Dzień pełen zaburzeń czasoprzestrzeni (niemoich). Poplątanych ludzkich ścieżek. Leków wziętych przez Kogoś kto nie mógł wytrzymać ” tu i teraz”. Odrealnień. Późnopopołudniowej herbaty z trzema łyżeczkami cukru dla Tej, co nie jadła od rana. Słów. Tych wypowiadanych z namysłem i tych tylko po to by mówić. Żeby ktoś kto słucha nie odłożył słuchawki. Nie zasnął.

Granice. Moje. Twoje. Dookreślone przez miejsce, w którym żyjemy, to co jest ważne. Przekraczamy je. Albo robią to inni – za nas. Czasem przy tym sprawiają ból. Świadomie. Mniej świadomie.
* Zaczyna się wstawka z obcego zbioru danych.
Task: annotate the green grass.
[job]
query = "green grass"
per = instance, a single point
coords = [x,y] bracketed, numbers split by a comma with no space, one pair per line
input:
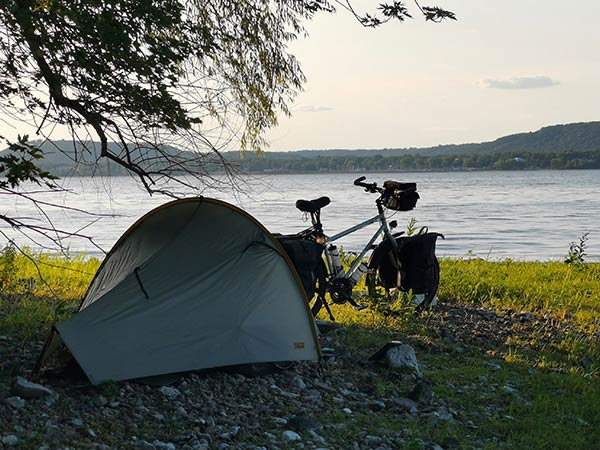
[562,289]
[555,403]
przeskok, zmiana poziomu neuroprzekaźników w mózgu …  rzeczywistość, (nierzeczywistość)

co jest prawdziwe?

przerywnik

..że też urlopy zawsze kończą się zbyt szybko ? Koniec swojego czuję w kościach, rozedrganych emocjach, które wibrują w zależności od tego co się akurat wydarza kolorami – niekoniecznie tęczy.  Świadomość  miejsc, które Istnieją, mimo, że w nich nigdy nie byłaś… Zawsze czuję to bardziej, gdy jestem w jakimś Nowym, które zachwyca pięknem . Te Niewidzane stają się wtedy bliższe realności, świadomości.. Morze Irlandzkie, przypływy i odpływy, odcień nieba i kolor piasku… Ludzie, rozmaitość akcentów, obcobrzmiące słowa, faktura ścian, staroangielskość domu, w którym mieszkasz…

Pod Powiekami

15

/VIII.2012/ – Irlandia Północna

2

Obraz przywraca harmonię. Jeśli nie obraz – to sen…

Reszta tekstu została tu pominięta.